I do know, however, that I have disputed the derivation of the term ‘momoeri’, and that by Morgan’s rules of argument (see Morgan, 100:1, p. 86; Fees, 100:2, p. 242, paragraph 2 of point 5), this ought to invalidate ‘momoeri’ as the source of ‘mummers’. Which therefore means, by the same rules of argument, that ‘momoeri’ performances cannot be the origin of the British mummers’ play.
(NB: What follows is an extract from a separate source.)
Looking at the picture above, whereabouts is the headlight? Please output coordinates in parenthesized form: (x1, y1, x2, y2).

But given that the term ‘mummer’ appears in the 14th century, and does not refer to anything recognisably like a ‘British Folk Play’ until four centuries later; given that ‘momoeri’ is apparently not attested until six centuries after the word ‘mummer’; given that the Balkan folk play is not described until a century after the British play is first attested, is this really surprising?
NOTES
1. Gareth Morgan, ‘Mummers and Momoeri’, Folklore 100:1 (1989), pp. 84-87. Gareth Morgan, ‘The Mummers of Pontus’, Folklore 101:2 (1990), pp. 143-151. Craig Fees, ‘Mummers and Momoeri: A Response’, Folklore 100:2 (1989), pp. 240-247. The three articles are all heavily footnoted, brief and readily accessible, so I have not felt it necessary to encumber this note with more of the same. All the points made here are pretty copiously documented in ‘Mummers and Momoeri: A Response'
2. To be fair, much of this critique has been made in unpublished theses, in papers delivered at the late Traditional Drama Conferences in Sheffield (some of which have begun to appear in Traditional Drama), and in Roomer: The Newsletter of the Traditional Drama Research Group, and are not necessarily as readily available as the scholarship which is the subject of criticism. But this is not true of all of it, and the greater part of even that material which is not so readily available can be relatively easily acquired.
3. Annie Langrick, The Phonology of the Dialect of Bubwith (Yorkshire) (B.A., University of Leeds, 1948).